Cela devait être une mission simple.
Et en quelques instants, tout a viré au cauchemar…
Ce premier tome des Chroniques Terriennes nous fait découvrir Nolan 437, planète sans foi ni loi où trois survivants hauts en couleur et que tout oppose tentent de survivre dans un univers violent et sombre. Leurs relations sociales dans l’extrême s’avèreront compliquées. Gestion du groupe, conviction, loyauté, croyance, toutes ces structures mentales vont être mises à rude épreuve pendant leur progression. A quels sacrifices seront-ils prêts pour fuir cet environnement sauvage ? Certains perdront leur humanité, d’autres au contraire, la retrouveront, avec en tête des questions qui demeurent à ce stade sans réponse, comment et pourquoi tout cela a-t-il pu arriver ?
Ces chroniques interrogent sur l’évolution de l’homme à travers le temps, tant sociale, écologique que personnelle, dans un futur lointain mais intimement liée à notre présent, mettant en cause les fondements mêmes de l’humanité et de sa naissance.


Nouvelle lecture dans le cadre du Prix des Lecteurs Librinova. La précédente, je le rappelle, s’étant déroulée de manière chaotique, j’avais peu hâte de renouveler l’expérience. Si tu as déjà oublié de quoi je parle (*toussetousseorthographe*), je te renvoie à cette chronique et celle-ci aussi par la même occasion.

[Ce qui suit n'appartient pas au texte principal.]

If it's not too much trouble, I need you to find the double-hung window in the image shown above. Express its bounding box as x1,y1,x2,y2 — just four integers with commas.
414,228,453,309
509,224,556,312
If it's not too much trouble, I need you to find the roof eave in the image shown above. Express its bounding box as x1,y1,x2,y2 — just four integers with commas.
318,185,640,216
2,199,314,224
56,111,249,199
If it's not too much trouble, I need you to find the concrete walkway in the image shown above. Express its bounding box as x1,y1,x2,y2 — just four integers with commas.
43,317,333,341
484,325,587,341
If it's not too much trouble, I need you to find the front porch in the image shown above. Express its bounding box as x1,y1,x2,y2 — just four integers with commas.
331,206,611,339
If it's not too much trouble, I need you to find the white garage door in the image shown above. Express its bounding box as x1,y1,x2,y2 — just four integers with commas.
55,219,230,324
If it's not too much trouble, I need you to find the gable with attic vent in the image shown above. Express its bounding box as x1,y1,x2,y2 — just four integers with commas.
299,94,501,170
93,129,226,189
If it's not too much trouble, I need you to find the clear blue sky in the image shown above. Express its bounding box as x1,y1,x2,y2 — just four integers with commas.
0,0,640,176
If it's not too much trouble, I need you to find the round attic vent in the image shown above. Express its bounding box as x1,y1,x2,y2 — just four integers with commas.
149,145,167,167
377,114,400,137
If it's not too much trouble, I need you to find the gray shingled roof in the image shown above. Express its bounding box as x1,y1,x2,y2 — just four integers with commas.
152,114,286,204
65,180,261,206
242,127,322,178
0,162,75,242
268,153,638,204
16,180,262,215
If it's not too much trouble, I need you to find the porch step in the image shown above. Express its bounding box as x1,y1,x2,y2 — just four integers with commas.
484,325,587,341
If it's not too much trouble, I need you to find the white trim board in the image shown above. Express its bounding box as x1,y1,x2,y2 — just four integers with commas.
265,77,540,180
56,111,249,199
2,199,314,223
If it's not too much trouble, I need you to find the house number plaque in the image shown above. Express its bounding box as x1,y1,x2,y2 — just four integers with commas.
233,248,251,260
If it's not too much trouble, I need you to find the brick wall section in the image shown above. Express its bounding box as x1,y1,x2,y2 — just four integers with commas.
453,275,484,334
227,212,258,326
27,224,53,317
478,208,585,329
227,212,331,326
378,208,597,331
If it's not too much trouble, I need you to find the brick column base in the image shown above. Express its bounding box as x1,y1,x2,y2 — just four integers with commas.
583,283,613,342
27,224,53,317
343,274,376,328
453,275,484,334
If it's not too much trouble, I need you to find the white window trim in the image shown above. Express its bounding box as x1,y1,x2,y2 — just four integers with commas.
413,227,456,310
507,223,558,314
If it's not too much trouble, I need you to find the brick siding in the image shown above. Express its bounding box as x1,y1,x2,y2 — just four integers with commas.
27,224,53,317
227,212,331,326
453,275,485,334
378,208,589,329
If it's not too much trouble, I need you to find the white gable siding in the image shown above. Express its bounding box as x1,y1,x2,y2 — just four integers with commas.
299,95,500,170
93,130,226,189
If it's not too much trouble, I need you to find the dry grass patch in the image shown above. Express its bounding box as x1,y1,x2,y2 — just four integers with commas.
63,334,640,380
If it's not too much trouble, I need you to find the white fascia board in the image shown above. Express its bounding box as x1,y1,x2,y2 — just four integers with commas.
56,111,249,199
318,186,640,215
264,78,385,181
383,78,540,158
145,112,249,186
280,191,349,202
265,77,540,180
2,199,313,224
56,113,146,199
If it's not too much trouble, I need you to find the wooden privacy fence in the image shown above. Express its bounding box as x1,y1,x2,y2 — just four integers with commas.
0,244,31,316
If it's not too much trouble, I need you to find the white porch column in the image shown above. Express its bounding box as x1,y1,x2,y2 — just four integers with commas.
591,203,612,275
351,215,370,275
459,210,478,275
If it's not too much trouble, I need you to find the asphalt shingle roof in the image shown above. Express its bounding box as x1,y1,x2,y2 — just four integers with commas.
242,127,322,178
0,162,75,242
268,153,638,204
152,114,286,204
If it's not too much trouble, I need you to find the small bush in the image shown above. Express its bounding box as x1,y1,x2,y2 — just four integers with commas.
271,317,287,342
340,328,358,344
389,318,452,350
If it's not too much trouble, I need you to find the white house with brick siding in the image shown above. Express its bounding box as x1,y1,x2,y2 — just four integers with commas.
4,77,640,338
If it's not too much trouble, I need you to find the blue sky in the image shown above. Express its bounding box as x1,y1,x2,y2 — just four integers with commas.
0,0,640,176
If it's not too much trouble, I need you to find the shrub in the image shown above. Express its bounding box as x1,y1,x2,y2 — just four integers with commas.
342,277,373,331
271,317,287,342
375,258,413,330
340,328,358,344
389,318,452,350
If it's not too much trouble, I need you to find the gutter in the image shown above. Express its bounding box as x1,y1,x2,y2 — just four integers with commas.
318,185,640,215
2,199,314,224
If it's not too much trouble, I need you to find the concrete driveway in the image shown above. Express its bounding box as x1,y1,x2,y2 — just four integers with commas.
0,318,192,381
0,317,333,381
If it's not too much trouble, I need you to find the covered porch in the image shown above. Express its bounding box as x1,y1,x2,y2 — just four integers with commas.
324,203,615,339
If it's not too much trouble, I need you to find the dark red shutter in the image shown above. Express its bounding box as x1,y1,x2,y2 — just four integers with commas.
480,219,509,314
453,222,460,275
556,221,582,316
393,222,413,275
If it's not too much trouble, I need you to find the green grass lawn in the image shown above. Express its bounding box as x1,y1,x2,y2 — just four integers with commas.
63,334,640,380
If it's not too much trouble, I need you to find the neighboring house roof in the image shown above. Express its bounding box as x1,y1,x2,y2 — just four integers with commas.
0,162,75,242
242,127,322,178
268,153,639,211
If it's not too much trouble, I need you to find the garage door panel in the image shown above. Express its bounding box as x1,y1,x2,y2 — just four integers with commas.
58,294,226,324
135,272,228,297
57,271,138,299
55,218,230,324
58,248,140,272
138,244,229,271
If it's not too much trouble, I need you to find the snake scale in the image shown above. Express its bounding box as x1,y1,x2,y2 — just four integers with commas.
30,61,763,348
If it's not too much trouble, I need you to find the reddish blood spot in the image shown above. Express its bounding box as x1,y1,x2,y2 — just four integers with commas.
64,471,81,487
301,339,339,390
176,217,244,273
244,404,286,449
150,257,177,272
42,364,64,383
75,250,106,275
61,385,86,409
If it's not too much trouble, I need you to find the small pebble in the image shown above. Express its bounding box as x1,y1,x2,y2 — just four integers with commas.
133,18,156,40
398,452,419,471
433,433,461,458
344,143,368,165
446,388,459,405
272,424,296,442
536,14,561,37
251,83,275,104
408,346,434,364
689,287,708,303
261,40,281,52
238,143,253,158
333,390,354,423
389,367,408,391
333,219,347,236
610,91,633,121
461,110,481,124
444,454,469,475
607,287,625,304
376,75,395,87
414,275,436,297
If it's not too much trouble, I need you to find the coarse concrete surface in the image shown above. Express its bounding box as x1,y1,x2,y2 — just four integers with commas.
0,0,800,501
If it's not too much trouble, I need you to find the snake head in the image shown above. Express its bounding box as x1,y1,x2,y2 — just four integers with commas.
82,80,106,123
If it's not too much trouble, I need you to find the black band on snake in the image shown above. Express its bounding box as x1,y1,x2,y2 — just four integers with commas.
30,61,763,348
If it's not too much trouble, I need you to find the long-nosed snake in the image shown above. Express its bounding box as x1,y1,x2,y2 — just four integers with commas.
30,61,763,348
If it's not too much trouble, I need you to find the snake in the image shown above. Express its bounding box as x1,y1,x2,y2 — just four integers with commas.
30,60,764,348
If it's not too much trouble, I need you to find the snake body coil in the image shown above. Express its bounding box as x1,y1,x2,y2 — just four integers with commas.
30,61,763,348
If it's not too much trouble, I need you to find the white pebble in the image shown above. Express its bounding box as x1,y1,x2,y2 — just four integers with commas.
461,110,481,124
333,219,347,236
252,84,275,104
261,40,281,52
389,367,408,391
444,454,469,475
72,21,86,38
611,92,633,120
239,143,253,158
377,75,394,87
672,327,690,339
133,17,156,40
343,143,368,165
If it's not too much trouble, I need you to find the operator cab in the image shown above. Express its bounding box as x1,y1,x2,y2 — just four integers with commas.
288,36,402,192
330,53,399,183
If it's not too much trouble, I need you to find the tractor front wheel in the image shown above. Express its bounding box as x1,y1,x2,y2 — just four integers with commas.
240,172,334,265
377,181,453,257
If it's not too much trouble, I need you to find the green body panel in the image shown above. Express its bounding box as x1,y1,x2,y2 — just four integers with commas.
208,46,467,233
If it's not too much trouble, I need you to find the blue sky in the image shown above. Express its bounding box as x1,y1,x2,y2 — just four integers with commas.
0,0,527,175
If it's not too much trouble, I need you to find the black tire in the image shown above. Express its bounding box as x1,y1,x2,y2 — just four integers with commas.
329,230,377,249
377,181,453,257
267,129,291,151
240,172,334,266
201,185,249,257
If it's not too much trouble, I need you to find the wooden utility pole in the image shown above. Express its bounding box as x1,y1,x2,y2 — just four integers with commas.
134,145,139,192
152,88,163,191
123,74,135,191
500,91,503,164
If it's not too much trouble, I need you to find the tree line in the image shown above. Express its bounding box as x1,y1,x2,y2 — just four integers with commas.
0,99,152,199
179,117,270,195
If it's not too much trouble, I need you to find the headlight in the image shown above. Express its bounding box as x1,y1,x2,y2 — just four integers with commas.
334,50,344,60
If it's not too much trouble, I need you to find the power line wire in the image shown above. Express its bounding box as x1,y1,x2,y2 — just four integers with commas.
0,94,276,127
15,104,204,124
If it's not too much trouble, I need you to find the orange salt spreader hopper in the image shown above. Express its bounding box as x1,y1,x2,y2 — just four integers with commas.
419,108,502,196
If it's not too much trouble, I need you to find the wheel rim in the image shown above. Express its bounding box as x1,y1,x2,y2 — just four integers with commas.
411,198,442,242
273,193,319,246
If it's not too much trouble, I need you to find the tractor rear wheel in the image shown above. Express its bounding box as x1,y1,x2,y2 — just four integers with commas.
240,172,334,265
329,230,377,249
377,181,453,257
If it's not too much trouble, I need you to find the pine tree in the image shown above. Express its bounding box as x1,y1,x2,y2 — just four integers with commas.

Je ne vais pas y aller par quatre chemins (juste trois), mais le niveau d’orthographe de ce premier tome des Chroniques Terriennes était clairement discutable. Ça m’a toutefois moins grillé la rétine que l’autre bouquin mais purée… y a encore du boulot. Je ne vais pas m’exciter une nouvelle fois sur ce sujet, on sait à quel point ça me tend et ça m’horripile mais je te laisse donc relire les chroniques mentionnées plus haut si tu veux voir la bête qui se déchaine (aka moi). Par chance, et je pèse mes mots parce que j’étais à deux doigts de partir sur un nouvel abandon, j’ai vraiment accroché avec un des personnages et j’ai littéralement poursuivi pour son humour. Ils ont de la veine que je sois une grande comique dans l’âme, n’est-ce point ?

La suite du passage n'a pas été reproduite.